As representações que os indivíduos possuem sobre determinados assuntos influenciam diretamente seu modo de pensar e agir no meio em que vivem. Essas representações é que determinam o modo como educam seus filhos, como planejam seu futuro, enfim todas as decisões que devem tomar no dia a dia são embasadas nas representações que cada indivíduo possui. A ciência serve como alimento para esse pensamento (MOSCOVICI, 2012).

Para Jodelet (2001), as representações sociais nos ajudam a definir e compreender os diferentes aspectos da vida diária, a tomar decisões e nos posicionar frente aos acontecimentos de forma defensiva. É possível observá-las em múltiplas ocasiões, como nos discursos trazidos pelas mensagens midiáticas. A autora também ressalta que a falta de informações e incertezas da ciência sobre determinados assuntos favorecem o surgimento das representações sociais que vão circular de boca em boca.

Jodelet (2001) caracteriza as representações sociais como

[...] uma forma de conhecimento, socialmente elaborada e partilhada, com um objetivo prático, e que contribui para a construção de uma realidade comum a um conjunto social. Igualmente designada como saber de senso comum ou ainda saber ingênuo, natural, esta forma de conhecimento é

diferenciada, entre outras, do conhecimento científico (JODELET, 2001, p. 22).

Em suas análises, a autora deixa claro que as representações não são conhecimentos científicos, mas constituem um objeto de estudo relevante para a Ciência, devido a sua importância na vida social, como possibilitadoras de processos cognitivos e devido às interações que favorecem no meio social.

Moscovici (2011, p. 71) evidencia que existem dois processos que dão origem às representações: a objetivação e a ancoragem. A objetivação seria uma operação formadora de imagens, o processo no qual as noções abstratas são transformadas em algo concreto. Nas palavras do próprio autor, objetivar é transformar um conceito abstrato em uma imagem real.

Encontramos também o conceito de objetivação nos estudos de Alves- Mazzotti (2000, p. 60) que afirma que:

A objetivação consiste na transformação de um conceito ou ideia em algo concreto.

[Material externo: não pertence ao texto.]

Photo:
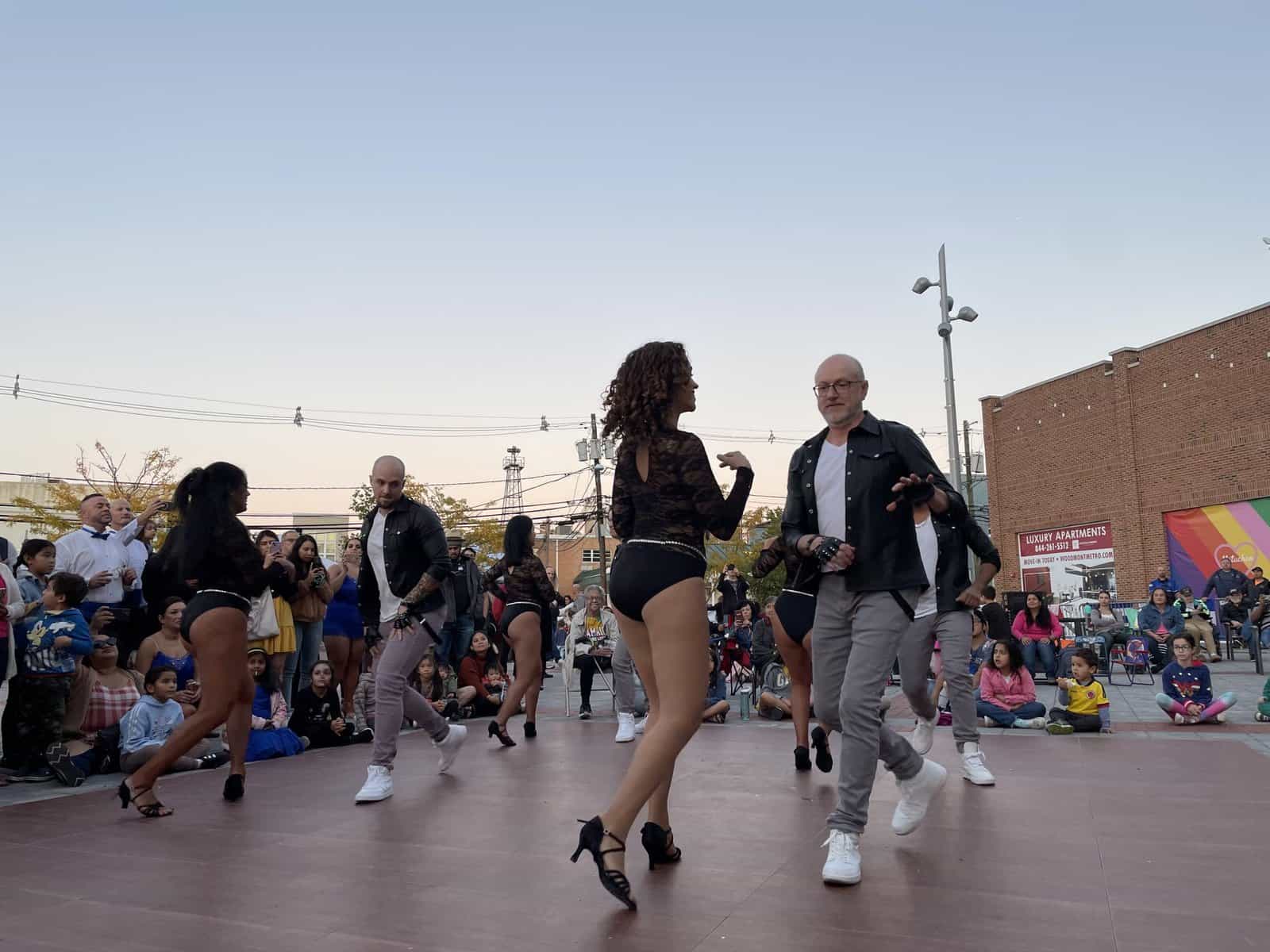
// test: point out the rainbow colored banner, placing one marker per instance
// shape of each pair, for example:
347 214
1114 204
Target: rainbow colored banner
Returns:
1199 539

Nesse processo, as informações que circulam sobre o objeto sofrem uma triagem em função de condicionantes culturais [...] e, sobretudo, de critérios normativos [...] de modo a proporcionar uma imagem coerente e facilmente exprimível do objeto da representação. O resultado dessa organização é chamado de núcleo ou esquema figurativo.

Moscovici (2011) afirma que a objetivação une a ideia do não familiar com a realidade, tornando-se a verdadeira essência da realidade. Neste cenário surgem novas formas de representar o desconhecido que se fazem necessárias para nossa vida social. Para nosso estudo consideramos importante tratar, mesmo que superficialmente, da ideia de ancoragem.

Para definirmos o conceito de ancoragem, nos reportamos aos estudos de Spink (1993, p. 306) que conceitua da seguinte forma:

A ancoragem refere-se a inserção orgânica do que é estranho no pensamento já constituído. Ou seja, ancoramos o desconhecido em representações já existentes. Moscovici (1978) a concebe como um processo de domesticação da novidade sob a pressão dos valores do grupo, transformando-a em um saber capaz de influenciar.

No processo de ancoragem, recorremos ao que é familiar para fazer uma transformação do que é novidade, utilizando classes/esquemas já existentes e

ampliando-os para incluir as novas informações. Trata-se de um processo de categorização.

Jodelet (2001, p. 39), afirma ainda que:

A naturalização das noções lhes dá valor de realidades concretas, diretamente legíveis e utilizáveis na ação sobre o mundo e os outros. De outra parte, a estrutura imagética da representação se torna guia de leitura e, por generalização funcional, teoria de referência para compreender a realidade.

Assim, a ancoragem serve para instrumentalizar um saber, dando-lhe um valor significativo e funcional para a compreensão e gestão do cotidiano, dando continuidade ao processo de objetivação (JODELET, 2001).